Can Reproductive Characteristics Predict Bladder Cancer in Women with Haematuria?

  • Yavuzcan, Ali (Department of Obstetrics and Gynaecology, Duzce University Faculty of Medicine) ;
  • Caglar, Mete (Department of Obstetrics and Gynaecology, Duzce University Faculty of Medicine) ;
  • Kayikci, Muhammet Ali (Department of Urology, Duzce University Faculty of Medicine) ;
  • Basaran, Ekrem (Department of Urology, Duzce University Faculty of Medicine) ;
  • Tekin, Ali (Department of Urology, Duzce University Faculty of Medicine) ;
  • Ozdemir, Enver (Department of Urology, Duzce University Faculty of Medicine) ;
  • Dilbaz, Serdar (Department of Obstetrics and Gynaecology, Duzce University Faculty of Medicine) ;
  • Ustun, Yusuf (Department of Obstetrics and Gynaecology, Duzce University Faculty of Medicine) ;
  • Cam, Haydar Kamil (Department of Urology, Duzce University Faculty of Medicine)
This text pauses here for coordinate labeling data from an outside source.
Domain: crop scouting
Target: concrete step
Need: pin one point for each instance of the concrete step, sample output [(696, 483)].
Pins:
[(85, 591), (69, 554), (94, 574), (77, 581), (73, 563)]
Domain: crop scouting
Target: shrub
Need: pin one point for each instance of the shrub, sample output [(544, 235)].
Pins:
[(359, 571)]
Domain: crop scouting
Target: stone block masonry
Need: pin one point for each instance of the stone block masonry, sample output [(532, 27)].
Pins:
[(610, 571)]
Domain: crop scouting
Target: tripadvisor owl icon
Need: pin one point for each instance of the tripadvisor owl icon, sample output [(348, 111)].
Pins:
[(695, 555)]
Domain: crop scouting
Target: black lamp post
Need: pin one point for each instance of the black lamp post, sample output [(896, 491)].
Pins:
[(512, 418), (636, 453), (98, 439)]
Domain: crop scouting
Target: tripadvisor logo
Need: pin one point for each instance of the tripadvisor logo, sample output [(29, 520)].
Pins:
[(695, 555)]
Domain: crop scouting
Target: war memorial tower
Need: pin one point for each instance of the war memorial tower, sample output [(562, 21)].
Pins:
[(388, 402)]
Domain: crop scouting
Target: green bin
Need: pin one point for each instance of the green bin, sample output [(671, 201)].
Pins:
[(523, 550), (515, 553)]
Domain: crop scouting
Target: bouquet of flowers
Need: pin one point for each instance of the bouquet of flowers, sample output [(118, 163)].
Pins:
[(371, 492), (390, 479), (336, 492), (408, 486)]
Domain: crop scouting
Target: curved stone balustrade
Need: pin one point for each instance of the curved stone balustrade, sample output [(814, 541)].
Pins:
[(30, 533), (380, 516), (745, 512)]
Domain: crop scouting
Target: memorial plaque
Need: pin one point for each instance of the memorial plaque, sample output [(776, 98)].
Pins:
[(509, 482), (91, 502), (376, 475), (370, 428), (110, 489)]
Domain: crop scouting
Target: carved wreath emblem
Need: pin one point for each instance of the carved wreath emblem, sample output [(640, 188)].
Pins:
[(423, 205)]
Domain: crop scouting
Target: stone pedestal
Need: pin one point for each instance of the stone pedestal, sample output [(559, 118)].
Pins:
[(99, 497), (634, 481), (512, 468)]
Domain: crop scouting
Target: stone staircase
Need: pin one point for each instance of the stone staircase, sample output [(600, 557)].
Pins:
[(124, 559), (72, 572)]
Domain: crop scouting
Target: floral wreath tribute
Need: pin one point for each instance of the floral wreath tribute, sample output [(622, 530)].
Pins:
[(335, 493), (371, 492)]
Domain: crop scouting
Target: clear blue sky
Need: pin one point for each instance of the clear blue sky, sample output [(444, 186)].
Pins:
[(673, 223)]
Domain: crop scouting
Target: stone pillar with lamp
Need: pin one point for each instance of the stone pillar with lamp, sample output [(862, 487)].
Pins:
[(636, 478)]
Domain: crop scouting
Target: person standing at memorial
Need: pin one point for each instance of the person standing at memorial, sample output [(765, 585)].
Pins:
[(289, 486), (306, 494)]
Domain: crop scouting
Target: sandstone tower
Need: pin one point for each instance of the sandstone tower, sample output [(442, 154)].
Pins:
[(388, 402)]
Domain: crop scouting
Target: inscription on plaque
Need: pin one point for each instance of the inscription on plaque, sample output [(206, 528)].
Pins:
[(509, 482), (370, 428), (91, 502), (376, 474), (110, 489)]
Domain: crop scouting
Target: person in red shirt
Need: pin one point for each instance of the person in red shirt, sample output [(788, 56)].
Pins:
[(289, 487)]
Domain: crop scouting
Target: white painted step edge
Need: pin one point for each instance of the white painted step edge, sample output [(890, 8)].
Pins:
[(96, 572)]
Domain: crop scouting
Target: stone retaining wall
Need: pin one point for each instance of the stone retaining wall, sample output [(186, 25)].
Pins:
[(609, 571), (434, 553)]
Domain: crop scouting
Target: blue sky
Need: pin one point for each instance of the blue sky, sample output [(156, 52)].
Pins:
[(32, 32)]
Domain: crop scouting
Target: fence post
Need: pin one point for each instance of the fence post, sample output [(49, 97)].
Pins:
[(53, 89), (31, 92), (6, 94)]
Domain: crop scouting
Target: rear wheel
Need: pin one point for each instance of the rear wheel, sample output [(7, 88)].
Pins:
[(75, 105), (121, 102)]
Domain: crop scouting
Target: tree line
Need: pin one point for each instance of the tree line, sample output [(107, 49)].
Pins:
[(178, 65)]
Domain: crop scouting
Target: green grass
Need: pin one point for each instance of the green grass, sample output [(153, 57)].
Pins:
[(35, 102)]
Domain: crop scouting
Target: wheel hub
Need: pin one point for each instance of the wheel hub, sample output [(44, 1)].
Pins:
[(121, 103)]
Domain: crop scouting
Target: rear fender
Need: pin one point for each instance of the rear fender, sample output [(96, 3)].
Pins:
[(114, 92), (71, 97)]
  • Published : 2013.09.30


Background: Among women with haematuria, defining individuals under high risk for bladder cancer based on reproductive factors prior to cystoscopy would be of great benefit in the management of this condition. The aim of this study was to compare age and reproductive factors such as menopausal status, parity, age at first delivery and age at the last delivery between women who have haematuria with or without bladder cancer. Materials and Methods: A total of 463 patients underwent diagnostic cystoscopy in D$\ddot{u}$zce University Faculty of Medicine between 1 June 2008 and 1 June 2013. Female patients who presented with persistent microscopic or macroscopic haematuria and underwent standard evaluation for haematuria including urinalysis, urine culture, urine cytology, urinary tract imaging with excretory urography or computerized tomography with contrast enhancement and endoscopic evaluation of the urethra and bladder were included in this study. Exclusion criteria were tobacco use and high risk occupations for bladder cancer such as textile, dry cleaning, painting and etc. Forteen women had hematuria due to benign conditions, and 18 due to bladder cancer. Data were retrospectively retrieved from the medical records of Duzce University Hospital. Results: Patients with haematuria due to benign reasons did not significantly differ from patients who were found to have bladder cancer in terms of age (p=0.28), menopausal status (p=0.29), mean parity (p=0.38), being nulliparous (p=0.57), parity ${\geq}3$ (p=0.22), age ${\leq}18$ years at first delivery (p=1.00), age ${\geq}30$ years at last delivery (p=0.26), age ${\geq}35$ years at last delivery (p=0.23) and percentage of the patients with advanced age (${\geq}65$ years) (p=0.18). Conclusions: It is difficult to predict a high risk for developing bladder cancer in women with haematuria based solely on reproductive factors.